Of all the communication skills, listening is by far the most underrated. There are countless books and courses on how to be a better public speaker, much less on being a better listener. If you want to be a top-notch leader, you have to be an effective communicator and that includes being a good listener.

Here are three simple, yet effective ways, to train your listening muscles.

1. Practice mindfulness

While it may sound a bit fuzzy, research shows that being mindful can lead to being more creative, productive and effective both in life and business. Simply put, mindfulness is the act of being present to what's happening in the moment both externally (your surroundings and the people around you) and internally (the thoughts cropping up in your mind about what you're experiencing).

As this blog writer points out, "(Mindfulness) might seem trivial, except for the annoying fact that we so often veer from the matter at hand. Our mind takes flight, we lose touch with our body, and pretty soon we're engrossed in obsessive thoughts about something that just happened or fretting about the future."

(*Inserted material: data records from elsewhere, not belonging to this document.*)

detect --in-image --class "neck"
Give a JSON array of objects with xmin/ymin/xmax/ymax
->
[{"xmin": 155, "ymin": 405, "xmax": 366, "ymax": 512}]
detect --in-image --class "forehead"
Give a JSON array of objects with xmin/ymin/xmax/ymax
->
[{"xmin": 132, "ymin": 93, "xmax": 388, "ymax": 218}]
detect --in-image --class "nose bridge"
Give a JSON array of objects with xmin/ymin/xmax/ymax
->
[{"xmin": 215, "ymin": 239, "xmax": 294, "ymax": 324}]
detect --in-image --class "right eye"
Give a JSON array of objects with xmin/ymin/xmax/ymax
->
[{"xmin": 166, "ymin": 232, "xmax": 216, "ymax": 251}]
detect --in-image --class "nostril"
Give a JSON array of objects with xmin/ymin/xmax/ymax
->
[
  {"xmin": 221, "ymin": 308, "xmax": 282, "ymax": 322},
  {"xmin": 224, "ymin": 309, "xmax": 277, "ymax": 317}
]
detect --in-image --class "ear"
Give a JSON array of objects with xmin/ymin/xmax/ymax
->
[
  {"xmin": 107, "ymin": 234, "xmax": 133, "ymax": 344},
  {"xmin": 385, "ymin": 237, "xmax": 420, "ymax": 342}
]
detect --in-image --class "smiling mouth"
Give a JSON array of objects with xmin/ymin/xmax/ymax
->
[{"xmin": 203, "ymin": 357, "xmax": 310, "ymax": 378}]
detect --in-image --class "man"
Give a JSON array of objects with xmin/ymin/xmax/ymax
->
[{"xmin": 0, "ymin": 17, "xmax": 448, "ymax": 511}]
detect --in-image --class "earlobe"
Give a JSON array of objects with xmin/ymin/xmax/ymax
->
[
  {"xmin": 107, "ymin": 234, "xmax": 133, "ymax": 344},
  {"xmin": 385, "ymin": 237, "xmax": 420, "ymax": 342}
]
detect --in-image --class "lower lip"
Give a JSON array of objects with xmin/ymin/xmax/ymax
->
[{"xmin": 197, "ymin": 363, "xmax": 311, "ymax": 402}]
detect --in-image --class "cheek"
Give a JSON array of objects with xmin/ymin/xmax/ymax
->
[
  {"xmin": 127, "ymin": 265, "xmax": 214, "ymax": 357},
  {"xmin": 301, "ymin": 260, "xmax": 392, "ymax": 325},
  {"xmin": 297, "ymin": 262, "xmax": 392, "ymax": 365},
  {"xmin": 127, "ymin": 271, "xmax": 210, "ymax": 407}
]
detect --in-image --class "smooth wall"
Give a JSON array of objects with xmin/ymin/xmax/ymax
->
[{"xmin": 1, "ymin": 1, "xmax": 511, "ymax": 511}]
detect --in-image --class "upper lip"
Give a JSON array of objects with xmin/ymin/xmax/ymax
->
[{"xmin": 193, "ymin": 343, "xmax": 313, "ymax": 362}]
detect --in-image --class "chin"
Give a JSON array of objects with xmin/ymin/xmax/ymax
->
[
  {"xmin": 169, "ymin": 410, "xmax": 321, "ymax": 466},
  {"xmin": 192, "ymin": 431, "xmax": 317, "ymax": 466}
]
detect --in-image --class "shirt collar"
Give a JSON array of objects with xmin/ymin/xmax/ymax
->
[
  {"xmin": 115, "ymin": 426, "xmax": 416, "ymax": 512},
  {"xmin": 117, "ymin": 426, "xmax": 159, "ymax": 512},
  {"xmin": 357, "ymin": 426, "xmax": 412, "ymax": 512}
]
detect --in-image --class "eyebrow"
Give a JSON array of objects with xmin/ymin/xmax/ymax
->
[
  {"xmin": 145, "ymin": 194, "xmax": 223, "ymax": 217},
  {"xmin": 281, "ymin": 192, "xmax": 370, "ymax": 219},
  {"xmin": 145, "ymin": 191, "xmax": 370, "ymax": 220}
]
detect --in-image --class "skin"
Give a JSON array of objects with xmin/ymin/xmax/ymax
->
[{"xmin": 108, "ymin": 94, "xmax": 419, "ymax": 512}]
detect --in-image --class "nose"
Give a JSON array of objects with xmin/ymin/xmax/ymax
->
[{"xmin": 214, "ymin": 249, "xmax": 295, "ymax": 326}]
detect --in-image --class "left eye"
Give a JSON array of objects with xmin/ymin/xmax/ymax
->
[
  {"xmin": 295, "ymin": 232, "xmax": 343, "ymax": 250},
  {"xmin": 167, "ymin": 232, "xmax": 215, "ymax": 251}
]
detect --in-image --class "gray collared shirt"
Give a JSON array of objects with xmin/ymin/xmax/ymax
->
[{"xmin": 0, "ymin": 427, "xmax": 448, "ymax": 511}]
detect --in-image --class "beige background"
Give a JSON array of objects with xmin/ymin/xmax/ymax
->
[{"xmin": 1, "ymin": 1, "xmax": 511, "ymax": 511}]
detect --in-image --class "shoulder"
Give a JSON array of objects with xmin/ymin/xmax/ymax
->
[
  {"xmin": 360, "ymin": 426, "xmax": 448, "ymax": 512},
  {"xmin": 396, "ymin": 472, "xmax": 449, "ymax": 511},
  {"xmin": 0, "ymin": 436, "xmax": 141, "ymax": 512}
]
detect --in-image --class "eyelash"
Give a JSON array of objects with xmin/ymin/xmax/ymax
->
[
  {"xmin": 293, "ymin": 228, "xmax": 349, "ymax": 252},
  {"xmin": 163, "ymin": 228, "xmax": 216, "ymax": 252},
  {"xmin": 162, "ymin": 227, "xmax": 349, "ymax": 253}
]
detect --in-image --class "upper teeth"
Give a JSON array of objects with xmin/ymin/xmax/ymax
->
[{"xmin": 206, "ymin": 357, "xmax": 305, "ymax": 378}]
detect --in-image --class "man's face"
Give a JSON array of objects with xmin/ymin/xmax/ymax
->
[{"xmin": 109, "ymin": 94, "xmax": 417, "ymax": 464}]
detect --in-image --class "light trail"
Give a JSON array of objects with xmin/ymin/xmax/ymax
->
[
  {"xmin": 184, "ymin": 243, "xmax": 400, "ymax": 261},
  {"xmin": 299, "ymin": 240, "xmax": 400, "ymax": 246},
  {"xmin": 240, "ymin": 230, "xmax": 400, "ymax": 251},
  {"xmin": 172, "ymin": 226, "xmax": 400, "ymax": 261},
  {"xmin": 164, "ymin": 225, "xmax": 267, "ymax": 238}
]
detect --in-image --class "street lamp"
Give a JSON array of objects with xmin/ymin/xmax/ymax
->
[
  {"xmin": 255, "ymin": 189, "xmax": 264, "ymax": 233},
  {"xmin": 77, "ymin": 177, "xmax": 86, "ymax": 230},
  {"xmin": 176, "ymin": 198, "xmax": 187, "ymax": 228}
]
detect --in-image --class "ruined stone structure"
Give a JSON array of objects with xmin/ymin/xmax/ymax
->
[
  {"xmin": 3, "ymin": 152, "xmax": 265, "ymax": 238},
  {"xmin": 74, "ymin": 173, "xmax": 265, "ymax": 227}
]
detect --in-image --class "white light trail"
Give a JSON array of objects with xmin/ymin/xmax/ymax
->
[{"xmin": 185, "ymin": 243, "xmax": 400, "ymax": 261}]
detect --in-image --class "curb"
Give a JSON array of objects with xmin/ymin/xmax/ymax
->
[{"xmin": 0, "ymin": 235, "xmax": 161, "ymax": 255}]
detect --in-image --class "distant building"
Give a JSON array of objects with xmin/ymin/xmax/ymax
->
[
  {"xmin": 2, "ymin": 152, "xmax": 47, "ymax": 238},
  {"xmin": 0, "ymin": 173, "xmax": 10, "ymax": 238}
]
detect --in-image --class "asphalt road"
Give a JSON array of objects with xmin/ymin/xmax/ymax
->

Our thoughts take us away from what's happening in the here and now, which is disastrous for clear communication because you can miss key pieces of information you need for an appropriate response. Just being aware of your surroundings and the words that are being spoken (without the need to inject your own personal commentary to it), helps create clear communication which is valuable in any personal or professional exchange.

2. Avoid mental commentary

Most of us hear what others are saying, but how often do we actually listen? In today's fast-paced, highly-distracted world, rarely do we listen to understand. We listen to respond.

In conversations, instead of listening to what the other person is saying, we tend to get absorbed in our own mental chatter - we're thinking up snappy replies or dissecting what the other person's saying. We may not be responding with our mouths. But we're certainly responding in our heads, and that's the opposite of listening.

Next time you're in a conversation, see if you can suspend your internal narrative of what's happening and just listen to the content of the conversation. Resist from diagnosing the other person's words. Instead, try to get beneath the words to gain a deeper understanding of what the other person needs or wants.

3. Ask and Repeat

One way to make sure you've heard what's being said is simply to check. Was message received, message sent?

If there is any doubt, just ask: "Did I understand that correctly?" or "What did you mean by that? I want to make sure got it right."

It's always better to double check that you heard the right things than assume you did.